Début de l'exercice inédit de "Convention citoyenne" sur le climat

La "Convention citoyenne sur le climat" s'est ouverte vendredi à Paris, exercice inédit dans la vie politique française pour proposer des mesures destinées à lutter contre le réchauffement climatique.

"Rien n'est interdit" a lancé Edouard Philippe aux 150 citoyens tirés au sort qui vont participer à cette "forme de démocratie participative inédite," selon la formule du Premier ministre venu leur présenter leur feuille de route.

C'est Emmanuel Macron qui avait annoncé cette Convention à l'issue du "grand débat" né de la crise des "gilets jaunes". Le sujet est en effet potentiellement explosif, puisque cette "crise sociale" avait justement été "déclenchée" par une possible hausse de la taxe carbone sur les carburants, a rappelé M. Philippe.

La mission est donc de proposer au gouvernement des mesures pour "réduire les émissions de gaz à effet de serre d'au moins 40% d'ici à 2030 par rapport à 1990", le tout dans un esprit de "justice sociale".

Le Premier ministre a rappelé l'engagement d'agir sur ces proposions en les soumettant soit au parlement, soit éventuellement à référendum.

Mais elles devront être finançables, a-t-il souligné, tout en souhaitant faire "de cette exigence environnementale un moteur d'action concret".

Les participants à la Convention ont été tirés au sort parmi 250.000 numéros de téléphone, avec des critères de représentativité (sexe, âge, catégorie professionnelle, lieu d'habitation...) pour refléter l'ensemble de la population.

Après une première journée consacrée principalement à la présentation de l'exercice - dont le Premier ministre a assuré qu'il serait appelé à se reproduire s'il faisait ses preuves - ils doivent se réunir pour six weekends de travaux d'ici fin janvier.

- "s'affranchir des limites imposées" -

Ils bénéficieront de l'intervention de différents experts, scientifiques, économistes, chercheurs en sciences sociales ou politiques, et d'experts sur l'application légale de leurs propositions, qui seront rendues publiques.

Ils doivent notamment travailler autour de cinq grandes thématiques: se déplacer, consommer, se nourrir, se loger, produire et travailler.

"Je suis très satisfaite, j'espère pouvoir faire entendre ma voix, j'ai de fortes convictions environnementales", se réjouit Muriel Raulic, intermittente du spectacle de 47 ans, venue de Toulouse et ravie d'avoir été tirée au sort.

"J'espère que ça servira à quelque chose", explique de son côté Alexia Fundere, 22 ans, étudiante originaire de Guadeloupe. Elle pense poster ses impressions des travaux sur les réseaux sociaux, pour "tenir au courant ma génération".

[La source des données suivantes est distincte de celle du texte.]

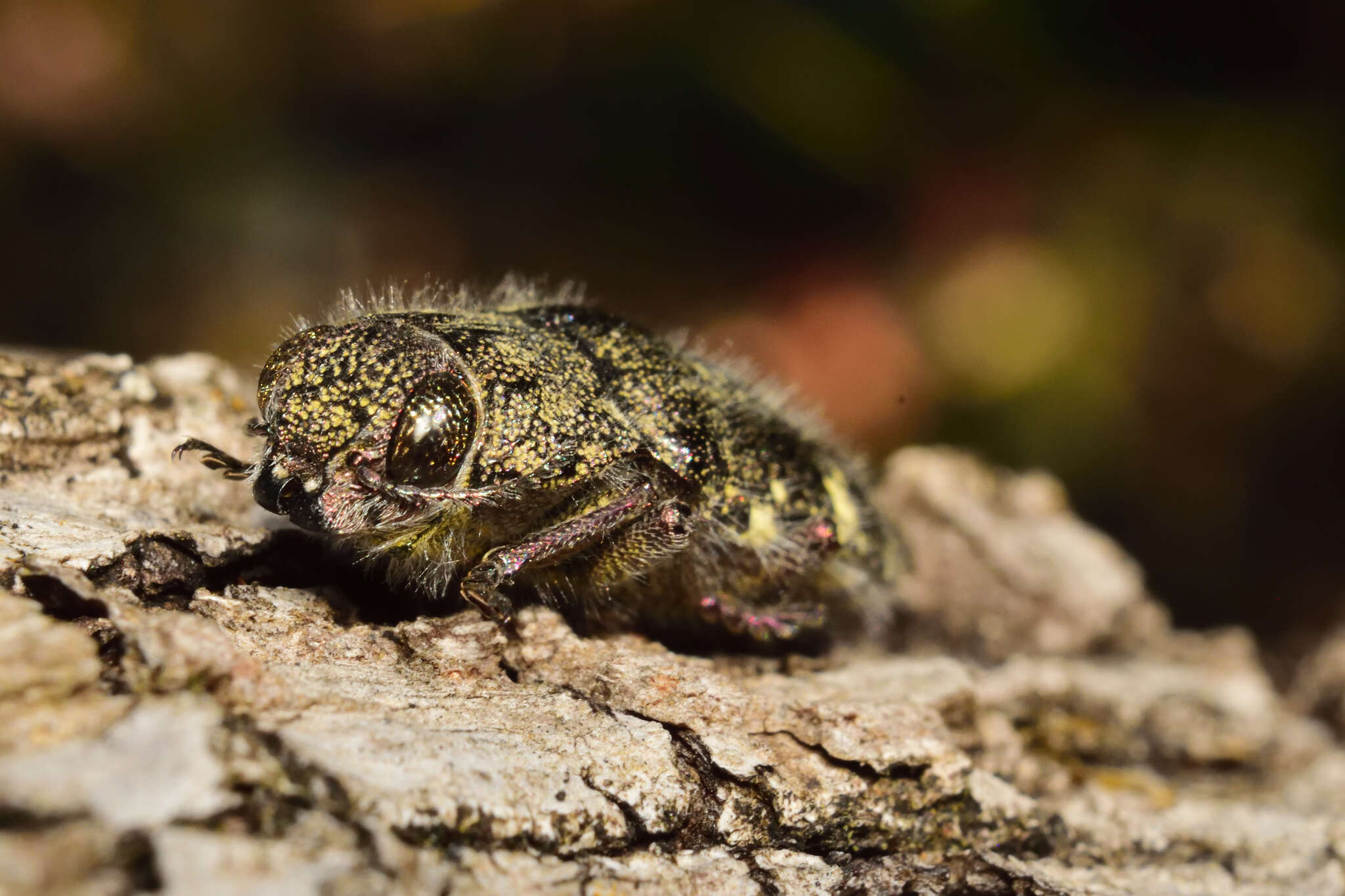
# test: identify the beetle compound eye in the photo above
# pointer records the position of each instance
(432, 435)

"C'est une chance qui nous est donnée de faire avancer les choses sur deux grands sujets, la démocratie et le climat", a déclaré de son côté Thierry Pech, directeur de la fondation Terra Nova et co-président du comité de gouvernance de la Convention, organe mis en place pour garantir l'indépendance du processus.

Sa co-présidente Laurence Tubiana, architecte des accords de Paris, y a vu "un moment de vérité", exprimant sa "conviction que la société et nos concitoyens sont plus en avance qu'on ne le pense et amèneront le gouvernement à s'armer de courage pour mener une transition écologique juste".

Par souci de transparence une partie des travaux seront diffusées sur le site de la convention (https://www.conventioncitoyennepourleclimat.fr), où sera également accessible la documentation fournie aux participants.

Ce modèle de "convention citoyenne", inédit en France, a par exemple été utilisé plusieurs fois en Irlande, débouchant notamment sur les référendums sur la légalisation de l'avortement ou le mariage pour tous.

Mais la démarche ne convainc pas nombre d'ONG, qui estiment que l'exécutif en profite pour ne pas assumer ses responsabilités. "Le lancement de cette convention ne doit pas faire oublier l'inaction continuelle du gouvernement", a ainsi dénoncé Greenpeace, appelant les participants à "s'affranchir des limites imposées par le gouvernement".

Et dans une tribune publiée sur le site Reporterre, des associations, dont des membres d'Extinction Rebellion, mouvement qui appelle à des actions de désobéissance civile dans la semaine qui vient, ont fustigé "des dispositifs (qui) ne proposent que des mesurettes ou des promesses lointaines et jamais tenues (et) ne servent qu'à gagner du temps".